As it explains, the main signs of bulimia are eating a large amount of food over a very short time (binge eating) and then ridding your body of the extra food (purging) by making yourself vomit, taking laxatives or exercising excessively, or a combination of these.
Other signs of bulimia include:
- Fear of putting on weight
- Being very critical about your weight and body shape
- Mood changes – feeling very tense or anxious, for example
- Thinking about food a lot
- Feeling guilty and ashamed, and behaving secretively
- Avoiding social activities that involve food
- Feeling like you have no control over your eating.
You may also notice physical signs like feeling tired or a sore throat from being sick.
How to treat bulimia
Treatment may take time but there are a range of services available to help a person recover from bulimia.
According to eating disorders charity Beat Eating disorders, therapy can be recommended as part of the treatment for bulimia in order to tackle the underlying thoughts and feelings that cause the illness and encourage healthier ways of coping.

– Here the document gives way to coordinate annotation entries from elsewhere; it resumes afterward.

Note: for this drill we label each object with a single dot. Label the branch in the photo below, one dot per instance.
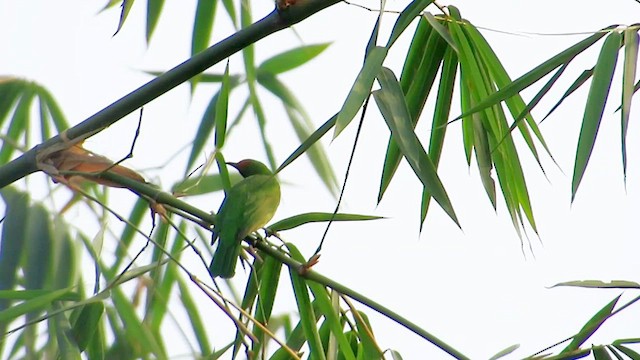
(275, 21)
(304, 271)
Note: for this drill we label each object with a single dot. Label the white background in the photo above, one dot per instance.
(477, 289)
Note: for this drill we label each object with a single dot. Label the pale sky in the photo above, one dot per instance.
(475, 289)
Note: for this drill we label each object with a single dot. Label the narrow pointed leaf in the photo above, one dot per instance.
(632, 354)
(302, 125)
(416, 82)
(406, 18)
(591, 326)
(310, 141)
(154, 9)
(596, 101)
(442, 30)
(537, 73)
(124, 13)
(17, 127)
(312, 217)
(203, 25)
(332, 316)
(629, 77)
(578, 82)
(440, 118)
(87, 323)
(360, 89)
(394, 110)
(222, 108)
(195, 317)
(292, 59)
(614, 284)
(305, 308)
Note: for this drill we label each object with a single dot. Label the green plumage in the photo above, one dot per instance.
(248, 206)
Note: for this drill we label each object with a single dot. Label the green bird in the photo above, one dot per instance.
(248, 206)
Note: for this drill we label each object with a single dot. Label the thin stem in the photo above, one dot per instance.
(309, 274)
(275, 21)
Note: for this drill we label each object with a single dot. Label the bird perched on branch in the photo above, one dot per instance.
(248, 206)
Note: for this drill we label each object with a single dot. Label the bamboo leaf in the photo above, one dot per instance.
(39, 253)
(292, 59)
(440, 117)
(578, 82)
(18, 126)
(302, 126)
(195, 317)
(394, 110)
(596, 101)
(203, 25)
(360, 89)
(222, 108)
(13, 243)
(628, 78)
(441, 30)
(537, 73)
(305, 309)
(416, 81)
(614, 284)
(154, 9)
(312, 217)
(124, 13)
(87, 323)
(310, 141)
(268, 287)
(591, 326)
(406, 18)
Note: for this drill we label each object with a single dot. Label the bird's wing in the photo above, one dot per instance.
(261, 202)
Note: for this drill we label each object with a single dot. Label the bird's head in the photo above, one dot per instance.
(250, 167)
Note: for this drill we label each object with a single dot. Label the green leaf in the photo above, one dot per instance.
(67, 347)
(17, 127)
(628, 78)
(309, 142)
(537, 73)
(600, 353)
(580, 80)
(305, 309)
(370, 349)
(202, 28)
(632, 354)
(418, 75)
(441, 30)
(87, 323)
(222, 108)
(39, 241)
(394, 110)
(302, 126)
(505, 352)
(596, 101)
(292, 59)
(591, 326)
(124, 13)
(614, 284)
(200, 185)
(406, 18)
(440, 117)
(154, 8)
(361, 88)
(307, 218)
(202, 25)
(195, 317)
(13, 243)
(268, 288)
(34, 305)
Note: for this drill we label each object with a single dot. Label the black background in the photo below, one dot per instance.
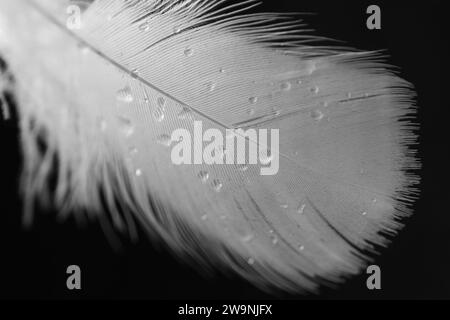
(416, 266)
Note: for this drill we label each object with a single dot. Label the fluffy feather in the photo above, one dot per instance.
(106, 97)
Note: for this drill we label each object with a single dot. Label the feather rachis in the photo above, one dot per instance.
(361, 101)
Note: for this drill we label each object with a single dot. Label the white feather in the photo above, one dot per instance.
(104, 98)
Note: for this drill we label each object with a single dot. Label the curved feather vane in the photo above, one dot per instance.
(106, 99)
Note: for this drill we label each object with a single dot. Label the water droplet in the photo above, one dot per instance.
(161, 103)
(276, 111)
(133, 151)
(253, 100)
(242, 167)
(248, 238)
(165, 140)
(286, 86)
(158, 114)
(217, 185)
(315, 90)
(204, 176)
(317, 115)
(301, 209)
(125, 95)
(265, 157)
(312, 67)
(188, 52)
(210, 86)
(126, 126)
(103, 125)
(144, 26)
(186, 114)
(84, 49)
(135, 73)
(274, 240)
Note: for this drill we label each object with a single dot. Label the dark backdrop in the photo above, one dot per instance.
(416, 265)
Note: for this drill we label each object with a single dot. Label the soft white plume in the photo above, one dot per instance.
(105, 99)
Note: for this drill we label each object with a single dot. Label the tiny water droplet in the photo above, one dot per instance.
(158, 114)
(83, 48)
(301, 209)
(186, 114)
(165, 140)
(312, 67)
(188, 52)
(248, 238)
(103, 125)
(243, 167)
(133, 151)
(144, 26)
(315, 90)
(125, 95)
(276, 111)
(126, 126)
(135, 73)
(210, 86)
(286, 86)
(217, 185)
(161, 102)
(317, 115)
(204, 176)
(274, 240)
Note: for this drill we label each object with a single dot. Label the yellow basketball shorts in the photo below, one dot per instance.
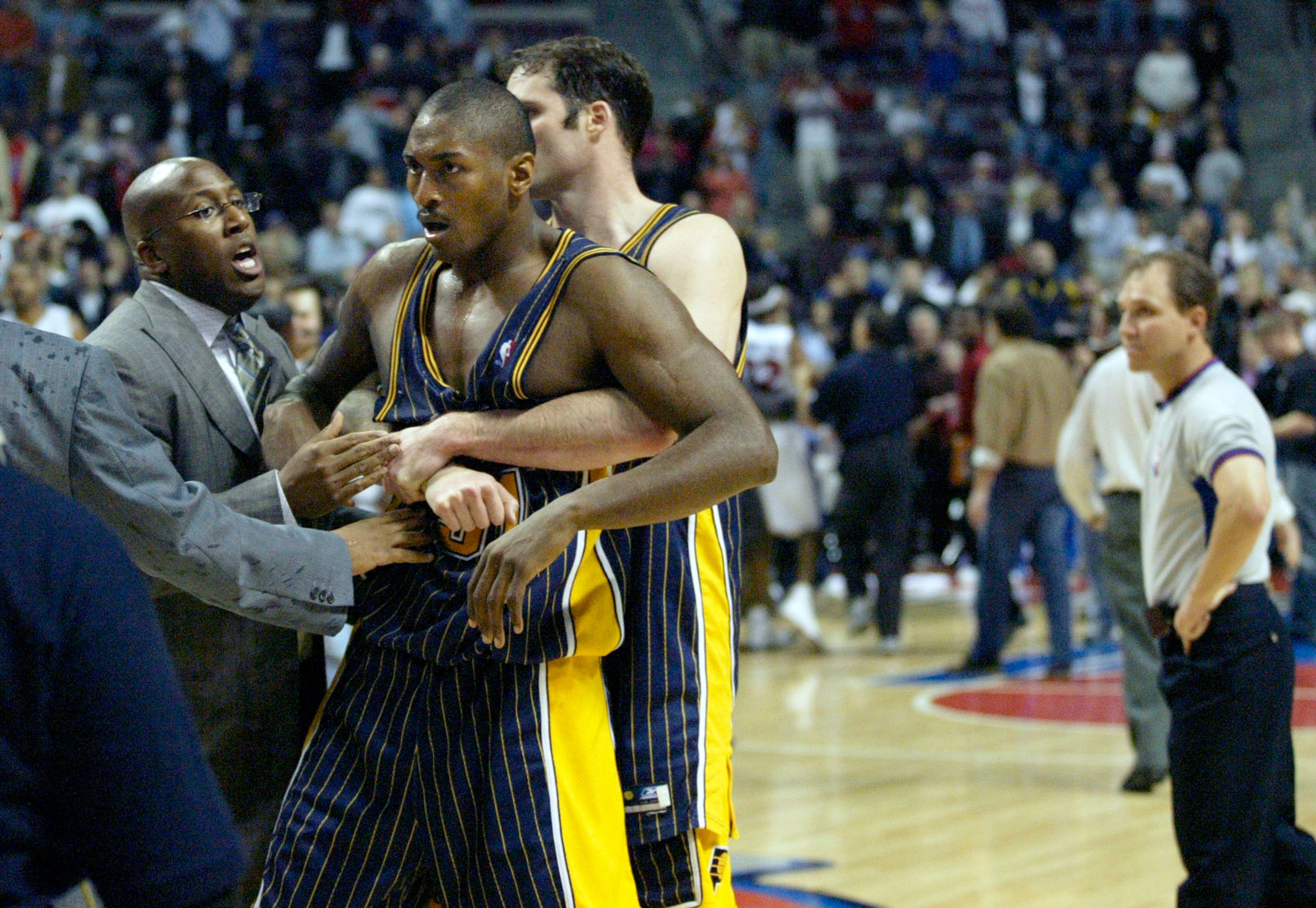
(685, 872)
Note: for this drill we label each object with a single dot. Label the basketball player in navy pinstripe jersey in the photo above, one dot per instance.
(478, 769)
(672, 684)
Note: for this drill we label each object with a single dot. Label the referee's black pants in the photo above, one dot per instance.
(877, 489)
(1232, 761)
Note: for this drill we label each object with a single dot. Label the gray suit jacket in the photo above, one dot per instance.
(240, 677)
(72, 426)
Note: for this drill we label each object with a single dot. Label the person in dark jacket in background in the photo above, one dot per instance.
(103, 774)
(869, 401)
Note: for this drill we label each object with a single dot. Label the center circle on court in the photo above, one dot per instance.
(1097, 699)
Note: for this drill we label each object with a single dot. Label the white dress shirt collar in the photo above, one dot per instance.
(208, 320)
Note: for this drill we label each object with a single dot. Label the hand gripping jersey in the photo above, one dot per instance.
(673, 684)
(574, 607)
(440, 769)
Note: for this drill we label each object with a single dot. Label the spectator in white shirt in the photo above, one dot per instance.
(1170, 17)
(1110, 424)
(1148, 240)
(1164, 170)
(1109, 230)
(1278, 253)
(907, 118)
(1234, 250)
(1167, 79)
(329, 250)
(982, 28)
(1041, 37)
(211, 27)
(371, 211)
(815, 105)
(60, 211)
(1219, 172)
(25, 298)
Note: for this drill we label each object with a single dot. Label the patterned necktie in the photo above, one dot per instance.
(253, 366)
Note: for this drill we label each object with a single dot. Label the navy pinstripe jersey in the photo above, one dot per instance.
(573, 609)
(673, 682)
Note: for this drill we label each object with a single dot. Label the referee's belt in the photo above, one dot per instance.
(1161, 616)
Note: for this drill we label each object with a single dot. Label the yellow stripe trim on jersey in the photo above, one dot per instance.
(427, 306)
(653, 241)
(586, 793)
(594, 602)
(564, 240)
(395, 357)
(711, 562)
(639, 236)
(524, 360)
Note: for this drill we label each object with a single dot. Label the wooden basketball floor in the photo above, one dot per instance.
(885, 790)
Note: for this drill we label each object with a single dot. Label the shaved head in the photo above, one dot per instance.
(152, 198)
(211, 257)
(487, 112)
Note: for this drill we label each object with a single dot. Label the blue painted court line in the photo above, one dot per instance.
(745, 880)
(1092, 660)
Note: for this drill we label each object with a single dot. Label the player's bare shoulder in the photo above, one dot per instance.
(703, 243)
(612, 294)
(382, 280)
(700, 260)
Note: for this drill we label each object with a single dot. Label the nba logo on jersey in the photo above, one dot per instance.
(504, 353)
(718, 861)
(649, 799)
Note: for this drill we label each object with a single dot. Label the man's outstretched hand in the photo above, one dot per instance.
(507, 566)
(468, 501)
(397, 537)
(331, 470)
(422, 453)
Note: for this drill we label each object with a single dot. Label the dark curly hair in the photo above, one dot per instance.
(586, 70)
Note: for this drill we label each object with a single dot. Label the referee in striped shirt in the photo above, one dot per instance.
(1227, 659)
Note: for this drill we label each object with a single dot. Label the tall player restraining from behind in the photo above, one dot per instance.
(672, 685)
(478, 768)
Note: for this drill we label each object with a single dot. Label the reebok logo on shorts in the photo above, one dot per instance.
(719, 862)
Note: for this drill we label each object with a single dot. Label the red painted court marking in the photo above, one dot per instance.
(1095, 699)
(758, 900)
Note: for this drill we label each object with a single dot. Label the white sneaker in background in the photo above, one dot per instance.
(861, 615)
(890, 645)
(832, 591)
(798, 609)
(757, 629)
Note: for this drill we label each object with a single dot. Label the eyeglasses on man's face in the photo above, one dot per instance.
(248, 202)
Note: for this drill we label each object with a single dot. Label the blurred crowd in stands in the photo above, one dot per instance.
(914, 158)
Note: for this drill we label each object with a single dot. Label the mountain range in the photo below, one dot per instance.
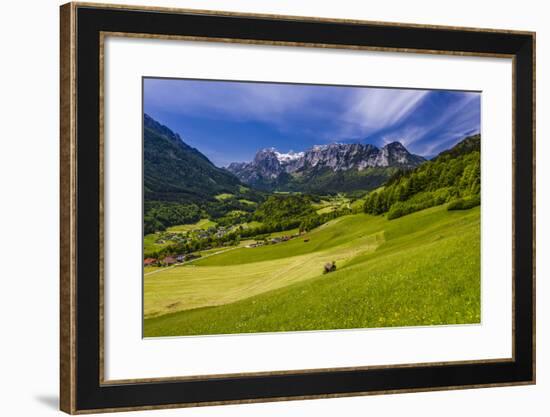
(174, 171)
(333, 167)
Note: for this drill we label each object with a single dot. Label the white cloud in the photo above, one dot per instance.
(377, 108)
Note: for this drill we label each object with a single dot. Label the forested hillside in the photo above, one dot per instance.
(453, 176)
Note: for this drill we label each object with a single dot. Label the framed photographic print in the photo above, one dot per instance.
(265, 208)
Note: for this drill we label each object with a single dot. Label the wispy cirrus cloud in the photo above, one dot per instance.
(373, 109)
(231, 120)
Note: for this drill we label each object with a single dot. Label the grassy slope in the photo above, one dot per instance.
(425, 271)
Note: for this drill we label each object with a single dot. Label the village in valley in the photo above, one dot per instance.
(212, 241)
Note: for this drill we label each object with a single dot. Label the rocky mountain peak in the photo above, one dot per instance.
(269, 164)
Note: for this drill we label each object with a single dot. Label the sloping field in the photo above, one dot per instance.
(420, 269)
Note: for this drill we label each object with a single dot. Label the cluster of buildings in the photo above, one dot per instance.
(169, 260)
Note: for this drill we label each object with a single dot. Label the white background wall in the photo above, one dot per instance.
(29, 207)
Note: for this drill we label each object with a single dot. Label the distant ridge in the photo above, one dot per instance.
(332, 167)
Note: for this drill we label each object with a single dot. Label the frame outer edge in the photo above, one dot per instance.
(67, 185)
(534, 214)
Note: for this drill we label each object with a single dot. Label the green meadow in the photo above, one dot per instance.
(419, 269)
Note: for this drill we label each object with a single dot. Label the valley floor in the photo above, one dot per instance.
(420, 269)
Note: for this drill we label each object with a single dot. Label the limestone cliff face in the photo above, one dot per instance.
(269, 164)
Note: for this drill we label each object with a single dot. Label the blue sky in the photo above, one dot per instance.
(229, 121)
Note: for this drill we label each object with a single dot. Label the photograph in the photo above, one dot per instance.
(279, 207)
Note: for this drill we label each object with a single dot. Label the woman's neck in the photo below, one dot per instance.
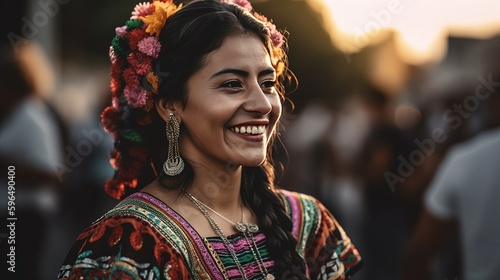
(218, 188)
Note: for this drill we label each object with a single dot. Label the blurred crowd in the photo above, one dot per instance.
(369, 152)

Therapies recommended to help treat bulimia might include:
- Evidence-based self-help, which will involve some of the same techniques you would learn in face-to-face therapy. Ideally this will be with support and encouragement from your healthcare team.
- Cognitive behavioural therapy – Bulimia Nervosa (CBT-BN), CBT that has been adapted to suit the needs of people with bulimia.
- Other therapies, such as interpersonal psychotherapy (IPT), as an alternative to CBT.
“CBT is likely to be recommended as part of your treatment, and may have positive results over a shorter course of treatment than other forms of therapy,” says Beat Eating disorders.
It adds: “However, if CBT isn’t right for you, you can get good results through other therapies too.”